Finalization of Minutes
- Within fifteen days from the date of the conclusion of the Meeting of the Board or the Committee, the draft Minutes thereof shall be circulated by hand or by speed post or by registered post or by courier or by e-mail or by any other recognised electronic means to all the members of the Board or the Committee, as on the date of the Meeting, for their comments.
- Proof of sending draft Minutes and its delivery shall be maintained by the company for such period as decided by the Board, which shall not be less than three years from the date of the Meeting.
- The Directors, whether present at the Meeting or not, shall communicate their comments, if any, in writing on the draft Minutes within seven days from the date of circulation thereof, so that the Minutes are finalized and entered in the Minutes Book within the specified time limit of thirty days.
- If any Director communicates his comments after the expiry of the said
- period of seven days, the Chairman, if so authorised by the Board, shall have the discretion to consider such comments.
Entry in the Minutes Book
- The date of entry of the Minutes in the Minutes Book shall be recorded by the Company Secretary.
- Minutes, once entered in the Minutes Book, shall not be altered. Any alteration in the Minutes as entered shall be made only by way of express approval of the Board at its subsequent Meeting at which the Minutes are noted by the Board and the fact of such alteration shall be recorded in the Minutes of such subsequent Meeting.

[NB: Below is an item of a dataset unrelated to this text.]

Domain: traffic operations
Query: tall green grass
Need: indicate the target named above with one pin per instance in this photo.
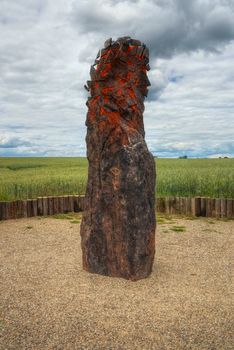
(22, 178)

Signing and Dating of Minutes
- Minutes of the Meeting of the Board shall be signed and dated by the Chairman of the Meeting or by the Chairman of the next Meeting.
- The Chairman shall initial each page of the Minutes, sign the last page and append to such signature the date on which and the place where he has signed the Minutes.
- Minutes, once signed by the Chairman, shall not be altered, save as mentioned in this Standard.
Post Signing Requirements
- Minutes of all Meetings shall be preserved permanently in physical or in electronic form with Timestamp.
- Office copies of Notices, Agenda, Notes on Agenda and other related papers shall be preserved in good order in physical or in electronic form for as long as they remain current or for eight financial years, whichever is later and may be destroyed thereafter with the approval of the Board.
- The minute books of general meetings, shall be kept at the registered office of the company and shall be preserved permanently and kept in the custody of the company secretary or any director duly authorised by the board
- The minutes books of the Board and committee meetings shall be preserved permanently and kept in the custody of the company secretary of the company or any director duly authorized by the Board for the purpose and shall be kept in the registered office or such place as Board may decide.
Penalties & Punishments
· If any default is made in complying with the provisions of this section in respect of any meeting, the company shall be liable to a penalty of twenty-five thousand rupees and every officer of the company who is in default shall be liable to a penalty of five thousand rupees.
· If a person is found guilty of tampering with the minutes of the proceedings of meeting, he shall be punishable with imprisonment for a term which may extend to two years and with fine which shall not be less than twenty-five thousand rupees but which may extend to one lakh rupees.